You are viewing a plain text version of this content. The canonical link for it is here.
Posted to dev@spark.apache.org by Matt Cheah <mc...@palantir.com> on 2015/02/19 01:47:11 UTC
[Performance] Possible regression in rdd.take()?
Hi everyone,
Between Spark 1.0.2 and Spark 1.1.1, I have noticed that rdd.take()
consistently has a slower execution time on the later release. I was
wondering if anyone else has had similar observations.

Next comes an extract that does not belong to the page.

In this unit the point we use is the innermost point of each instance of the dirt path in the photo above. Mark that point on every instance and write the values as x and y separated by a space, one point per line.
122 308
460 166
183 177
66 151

I have two setups where this reproduces. The first is a local test. I
launched a spark cluster with 4 worker JVMs on my Mac, and launched a
Spark-Shell. I retrieved the text file and immediately called rdd.take(N) on
it, where N varied. The RDD is a plaintext CSV, 4GB in size, split over 8
files, which ends up having 128 partitions, and a total of 80000000 rows.
The numbers I discovered between Spark 1.0.2 and Spark 1.1.1 are, with all
numbers being in seconds:
10000 items
Spark 1.0.2: 0.069281, 0.012261, 0.011083
Spark 1.1.1: 0.11577, 0.097636, 0.11321
40000 items
Spark 1.0.2: 0.023751, 0.069365, 0.023603
Spark 1.1.1: 0.224287, 0.229651, 0.158431
100000 items
Spark 1.0.2: 0.047019, 0.049056, 0.042568
Spark 1.1.1: 0.353277, 0.288965, 0.281751
400000 items
Spark 1.0.2: 0.216048, 0.198049, 0.796037
Spark 1.1.1: 1.865622, 2.224424, 2.037672
This small test suite indicates a consistently reproducible performance
regression.
I also notice this on a larger scale test. The cluster used is on EC2:
ec2 instance type: m2.4xlarge
10 slaves, 1 master
ephemeral storage
70 cores, 50 GB/box
In this case, I have a 100GB dataset split into 78 files totally 350 million
items, and I take the first 50,000 items from the RDD. In this case, I have
tested this on different formats of the raw data.
With plaintext files:
Spark 1.0.2: 0.422s, 0.363s, 0.382s
Spark 1.1.1: 4.54s, 1.28s, 1.221s, 1.13s
With snappy-compressed Avro files:
Spark 1.0.2: 0.73s, 0.395s, 0.426s
Spark 1.1.1: 4.618s, 1.81s, 1.158s, 1.333s
Again demonstrating a reproducible performance regression.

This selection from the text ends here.